Speaking at a hearing of the European Parliament’s Foreign Affairs Committee, Al-Abdeh explained that Bashar al-Assad’s regime backed by Russia and Iran “played all the tricks” to block the implementation of the UN resolution.

The decision of the UN Security Council, adopted unanimously in 2015, required a settled political process for the Syrian crisis by forming a transitional government, drafting a new constitution, and organizing free and fair elections.

“The European Union, the United States and allies should invest more efforts in the constitutional committee’s work as being the door opener to the wider political process,” Hadi Al Bahra, the co-chair of the Constitutional Committee told the EP committee.

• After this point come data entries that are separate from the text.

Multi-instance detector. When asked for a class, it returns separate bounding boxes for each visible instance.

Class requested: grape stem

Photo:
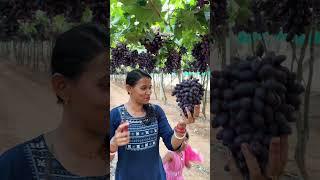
[289,40,297,72]
[259,33,267,52]
[250,33,255,54]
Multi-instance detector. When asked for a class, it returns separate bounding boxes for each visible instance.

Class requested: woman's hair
[126,69,152,86]
[51,23,108,104]
[126,69,155,125]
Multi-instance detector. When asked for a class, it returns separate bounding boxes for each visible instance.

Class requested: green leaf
[234,0,249,7]
[124,31,145,44]
[194,8,208,25]
[119,0,162,24]
[176,11,201,31]
[172,0,185,9]
[187,0,196,6]
[52,14,72,34]
[137,0,147,6]
[228,0,240,23]
[81,6,93,23]
[181,30,200,51]
[236,7,251,24]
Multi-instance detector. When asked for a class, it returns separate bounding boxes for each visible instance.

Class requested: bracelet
[175,125,186,133]
[174,127,186,134]
[176,125,186,131]
[174,131,186,140]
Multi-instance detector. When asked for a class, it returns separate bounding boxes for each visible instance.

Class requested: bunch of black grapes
[262,0,311,41]
[111,43,132,69]
[137,52,156,73]
[190,35,209,73]
[110,43,156,73]
[234,0,311,41]
[211,0,228,35]
[172,77,205,117]
[232,0,281,35]
[231,0,312,42]
[141,33,163,55]
[165,49,181,73]
[281,0,312,41]
[211,52,304,179]
[0,0,107,39]
[314,0,320,26]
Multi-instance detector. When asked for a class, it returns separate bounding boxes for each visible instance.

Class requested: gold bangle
[174,131,186,140]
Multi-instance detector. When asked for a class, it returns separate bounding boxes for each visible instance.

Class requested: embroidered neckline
[24,135,108,179]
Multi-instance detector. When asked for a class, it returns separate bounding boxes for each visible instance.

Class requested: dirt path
[0,59,61,154]
[110,82,210,180]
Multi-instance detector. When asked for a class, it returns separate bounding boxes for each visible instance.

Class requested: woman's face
[69,53,108,136]
[128,77,152,104]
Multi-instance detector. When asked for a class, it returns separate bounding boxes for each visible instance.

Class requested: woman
[0,23,109,179]
[109,69,200,180]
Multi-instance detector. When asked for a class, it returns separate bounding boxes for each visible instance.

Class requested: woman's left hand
[180,104,200,125]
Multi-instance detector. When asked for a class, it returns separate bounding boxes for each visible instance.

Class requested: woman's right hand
[110,122,130,152]
[228,136,288,180]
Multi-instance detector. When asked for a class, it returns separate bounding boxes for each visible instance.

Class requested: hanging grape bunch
[130,50,139,67]
[141,32,164,55]
[246,0,311,41]
[190,34,209,73]
[211,0,228,35]
[280,0,312,41]
[0,0,106,39]
[172,77,205,117]
[137,52,155,73]
[165,49,181,73]
[110,43,132,73]
[211,51,304,179]
[314,0,320,25]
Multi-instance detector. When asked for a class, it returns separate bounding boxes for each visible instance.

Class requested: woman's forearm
[171,122,187,150]
[110,136,118,162]
[171,134,185,150]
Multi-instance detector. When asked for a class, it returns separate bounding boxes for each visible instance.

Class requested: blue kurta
[0,135,108,180]
[110,104,174,180]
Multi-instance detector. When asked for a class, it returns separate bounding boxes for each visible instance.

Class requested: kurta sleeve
[110,107,121,141]
[155,105,174,151]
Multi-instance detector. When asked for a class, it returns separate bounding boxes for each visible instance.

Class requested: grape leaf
[119,0,163,24]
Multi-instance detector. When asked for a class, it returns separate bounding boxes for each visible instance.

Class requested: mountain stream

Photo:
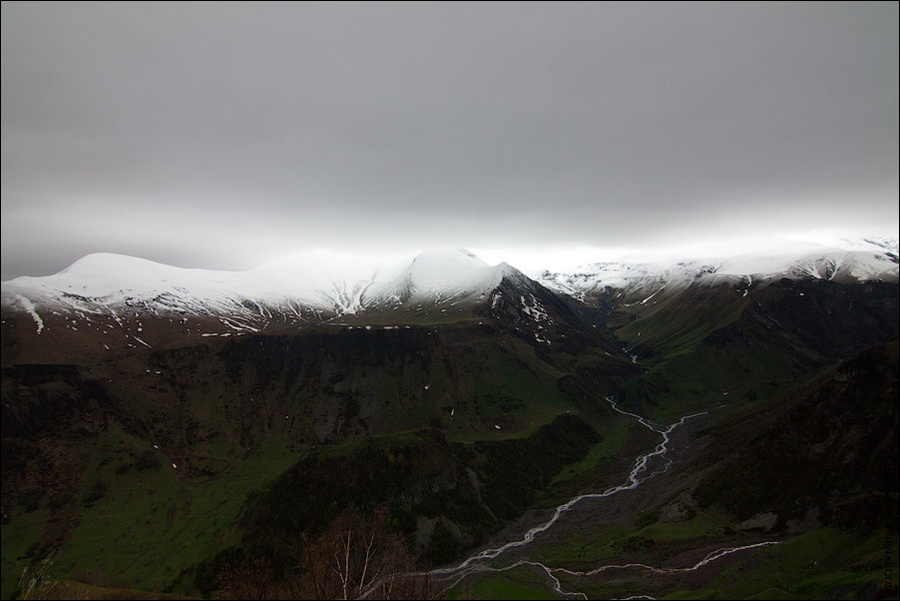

Without the international community’s help, “Russia will be free to exploit the constitutional process” that leads to “a mission impossible without resolving the root causes which led to the people revolt against felony, corruption, and terrorism”, he added.

According to Al Bahra, the constitutional process needs a clear timeframe of six months set by the UN Security Council, otherwise the Assad regime can undermine the political process by organizing illegitimate presidential elections and leading the country into complete bankruptcy.

In his opening speech of the EU’s Syria donor conference on March 30, Josep Borrell, the bloc’s foreign policy chief, ruled out the cooperation with the Assad regime in reconstructing the country unless it changes course and stops violence and repression.

The EU has provided €25 billion ($29 billion) in assistance for the Syrian crisis over the past 10 years and pledged another €560 million ($657 million) for 2022.

Syria has been in civil war since early 2011 since the regime cracked down on pro-democracy protests.

Around half a million people were killed, and more than 12 million needed to flee their homes becoming refugees or internally displaced over the past decade, according to the EU.

Turkey is the largest host country for Syrian refugees, and provides international protection to more than 3.6 million Syrians who fled the neighboring country.